Immediate postoperative weight-bearing status does not seem to affect nonunion rates. We observed a statistically significant association between rigidity score and nonunion. This study supports the utility of the RUST and modified RUST scores in distal femur metaphyseal fractures.

Level of Evidence: 

Therapeutic Level IV.

1. Introduction

Distal femur fractures represent a relatively small percentage of all fractures (0.5%), but the incidence is increasing, now occurring in up to 37 people per 100,000.1–4 Fractures of the distal femur are commonly treated with a lateral locked plate (LLP), particularly in the elderly population. Nonunion remains a significant clinical challenge after LLP fixation, and several large case series have reported nonunion rates ranging between 10% and 22%.5–8 Surgical treatment of distal femur nonunion often results in significant morbidity to the patient and significant cost to the health care system. While the diagnosis of nonunion is often straightforward, no clear consensus on clinical or radiographic parameters exists. Recent literature has advocated for the use of the Radiographic Union Scale for Tibia (RUST) and modified RUST scores in metadiaphyseal fractures including the distal femur.9

Several independent risk factors for nonunion after LLP fixation of distal femur fractures have been identified in previous studies including age, obesity, diabetes, smoking status, open fracture, infection, and degree of comminution.6–8 Rodriguez et al8 recently highlighted additional variables that may affect nonunion rates, such as plate material (stainless steel vs. titanium) and construct rigidity score.8 Relatively few studies, however, have investigated the impact of different immediate postoperative weight-bearing regimens on nonunion rates. Many authors recommend non–weight-bearing (NWB), typically because of concerns related to poor bone quality and marginal construct stability.10 Other investigators, however, have suggested that immediate weight-bearing as tolerated (WBAT) is safe and not associated with early postoperative fixation failure or other complications.11,12

The primary purpose of this study, therefore, was to investigate immediate postoperative weight-bearing status, along with other potential risk factors for nonunion after locked plating of distal femur fractures. We also sought to investigate the association between radiographic union scores and clinically determined fracture union in distal femur fractures.

2. Methods

2.1. Patient Selection and Variables of Interest

Approval for this study was obtained from the Health Sciences Institutional Review Board. The study was deemed exempt by the Institutional Review Board, and the research was conducted in accordance with the Declaration of the World Medical Association. All adult distal femur fractures treated operatively over a 10-year period (2007–2017), at a single academic, Level-1 trauma center were identified using billing records. The departmental billing database was queried using Current Procedural Terminology (CPT) codes for plate fixation of distal femur fractures (CPT codes 27,507 and 27,511) in patients aged 18–89 years. Exclusion criteria included patient younger than 18 years or older than 89 years, fractures with intra-articular (transcondylar) extension, pathologic fractures, diaphyseal fractures, fractures treated with intramedullary nailing, patients requiring restricted weight-bearing of the contralateral leg, or those with clinical/radiographic follow-up <12 weeks.

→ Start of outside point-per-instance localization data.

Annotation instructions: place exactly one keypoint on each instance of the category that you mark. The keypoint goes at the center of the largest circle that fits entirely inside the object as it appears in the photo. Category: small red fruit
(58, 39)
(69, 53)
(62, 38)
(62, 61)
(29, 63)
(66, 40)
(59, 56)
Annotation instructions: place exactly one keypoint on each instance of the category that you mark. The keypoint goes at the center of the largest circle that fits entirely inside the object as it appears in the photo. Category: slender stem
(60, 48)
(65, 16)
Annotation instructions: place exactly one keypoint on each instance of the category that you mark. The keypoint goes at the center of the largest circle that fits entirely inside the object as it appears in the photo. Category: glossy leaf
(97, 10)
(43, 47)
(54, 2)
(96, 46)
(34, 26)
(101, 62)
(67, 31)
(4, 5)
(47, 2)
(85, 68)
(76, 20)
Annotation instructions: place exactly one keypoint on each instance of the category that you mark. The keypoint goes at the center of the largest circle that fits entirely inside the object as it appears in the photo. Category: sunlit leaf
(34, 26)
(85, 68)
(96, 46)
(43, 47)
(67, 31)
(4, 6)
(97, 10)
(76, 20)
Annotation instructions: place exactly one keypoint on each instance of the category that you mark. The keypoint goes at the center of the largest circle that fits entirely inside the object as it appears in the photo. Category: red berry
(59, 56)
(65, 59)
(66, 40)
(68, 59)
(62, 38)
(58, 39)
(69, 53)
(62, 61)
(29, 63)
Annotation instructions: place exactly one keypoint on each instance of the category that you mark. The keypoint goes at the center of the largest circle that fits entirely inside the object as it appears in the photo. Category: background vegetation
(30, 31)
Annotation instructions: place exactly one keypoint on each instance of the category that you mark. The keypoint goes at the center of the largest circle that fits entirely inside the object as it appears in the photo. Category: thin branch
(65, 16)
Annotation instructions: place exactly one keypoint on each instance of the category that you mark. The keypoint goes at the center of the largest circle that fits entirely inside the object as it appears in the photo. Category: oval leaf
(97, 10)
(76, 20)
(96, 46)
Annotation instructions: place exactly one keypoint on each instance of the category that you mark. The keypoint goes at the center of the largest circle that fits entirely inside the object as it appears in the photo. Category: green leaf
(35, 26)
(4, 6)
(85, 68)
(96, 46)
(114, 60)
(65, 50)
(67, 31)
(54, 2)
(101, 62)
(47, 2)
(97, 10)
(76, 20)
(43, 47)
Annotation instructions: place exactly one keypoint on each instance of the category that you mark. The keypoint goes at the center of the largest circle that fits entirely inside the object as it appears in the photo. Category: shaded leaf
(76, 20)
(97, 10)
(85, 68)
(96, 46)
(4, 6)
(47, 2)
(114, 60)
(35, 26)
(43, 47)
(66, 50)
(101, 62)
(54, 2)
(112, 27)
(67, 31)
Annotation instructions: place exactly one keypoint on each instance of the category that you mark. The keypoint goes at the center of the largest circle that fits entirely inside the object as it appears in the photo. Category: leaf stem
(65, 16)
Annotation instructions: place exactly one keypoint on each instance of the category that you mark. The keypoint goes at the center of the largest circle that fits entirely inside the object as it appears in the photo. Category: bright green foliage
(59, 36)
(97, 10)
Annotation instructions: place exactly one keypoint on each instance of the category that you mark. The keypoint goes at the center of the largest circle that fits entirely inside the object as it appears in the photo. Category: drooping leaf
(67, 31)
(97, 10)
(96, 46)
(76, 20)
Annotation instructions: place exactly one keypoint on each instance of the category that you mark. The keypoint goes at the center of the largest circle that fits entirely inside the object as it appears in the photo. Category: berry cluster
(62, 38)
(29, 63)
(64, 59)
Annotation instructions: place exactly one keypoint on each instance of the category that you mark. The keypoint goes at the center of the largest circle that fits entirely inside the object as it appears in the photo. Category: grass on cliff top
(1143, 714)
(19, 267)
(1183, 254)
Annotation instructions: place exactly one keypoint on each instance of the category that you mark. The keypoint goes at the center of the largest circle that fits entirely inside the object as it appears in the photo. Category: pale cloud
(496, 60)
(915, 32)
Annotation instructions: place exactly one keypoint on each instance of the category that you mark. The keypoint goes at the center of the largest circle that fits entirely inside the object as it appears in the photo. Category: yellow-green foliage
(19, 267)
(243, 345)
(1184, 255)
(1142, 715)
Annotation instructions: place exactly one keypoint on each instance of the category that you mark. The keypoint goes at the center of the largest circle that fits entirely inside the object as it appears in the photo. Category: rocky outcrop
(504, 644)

Standard demographic variables were extracted from the database including sex, age at time of surgery, race/ethnicity, body mass index (BMI), American Society of Anesthesiologists score, and tobacco use. Obesity was classified as BMI of 30.0 or greater. Perioperative and postoperative clinical variables of interest included fracture type (open vs. closed), periprosthetic fracture (yes/no), immediate postoperative weight-bearing status (weight-bearing all tolerated/full weight-bearing, touch-down weight-bearing (TDWB) or partial weight-bearing, and non weight-bearing (NWB)), time interval from surgery until full weight-bearing was permitted, reoperation, reason for reoperation, and clinical fracture union. The primary outcome for the study was nonunion of the distal femur. Consistent with previous studies,7,8,13 nonunion was defined as the incidence of any additional surgical procedure performed after the index surgery to promote or assist with bone healing. Patients who did not ever require secondary surgery for bone healing were defined as having achieved clinical union.

2.2. Radiographic Analysis

All postoperative radiographs were reviewed for each patient. Immediate postoperative radiographs were reviewed, in conjunction with the operative report, to determine construct characteristics including plate material, plate length, number of screws proximal to the fracture, total screw density, and proximal screw density. A rigidity score was then calculated according to the method of Rodriguez et al,13 resulting in a score from 0 to 5, which represents the range from low to high construct rigidity. Radiographs from all follow-up visits were reviewed to assess for evidence of implant failure (screw and/or plate breakage) and fixation failure.

To determine RUST and modified RUST scores, 3 independent reviewers (Author 1, Author 2, and Senior Author) evaluated anteroposterior (AP) and lateral radiographs at final follow-up or at the time of nonunion diagnosis. The reviewers evaluated each cortex for the presence and character of fracture callus and calculated RUST and modified RUST scores (ranging from 4 to 12 and 4 to 16, respectively) for each patient.9,14 For the modified RUST score, each of the cortices on the AP and lateral radiographs were scored as previously described by Litrenta et al9 (1 = no callus, 2 = callus present, 3 = bridging callus, 4 = remodeled, fracture line not visible). For the RUST score, as described by Whelan et al,14 the middle 2 categories are collapsed, and any callus present results in a score of 2, whereas remodeled cortices earn a score of 3.

2.3. Statistical Analysis

Standard descriptive statistics were used to characterize the study population. Means and standard deviations were used for continuous variables, and frequencies and percentages were used for categorical variables. Fisher exact tests were used to compare union versus nonunion in categorical variables, and t-tests or Wilcoxon rank sum tests, as appropriate, were used for comparisons between continuous variables.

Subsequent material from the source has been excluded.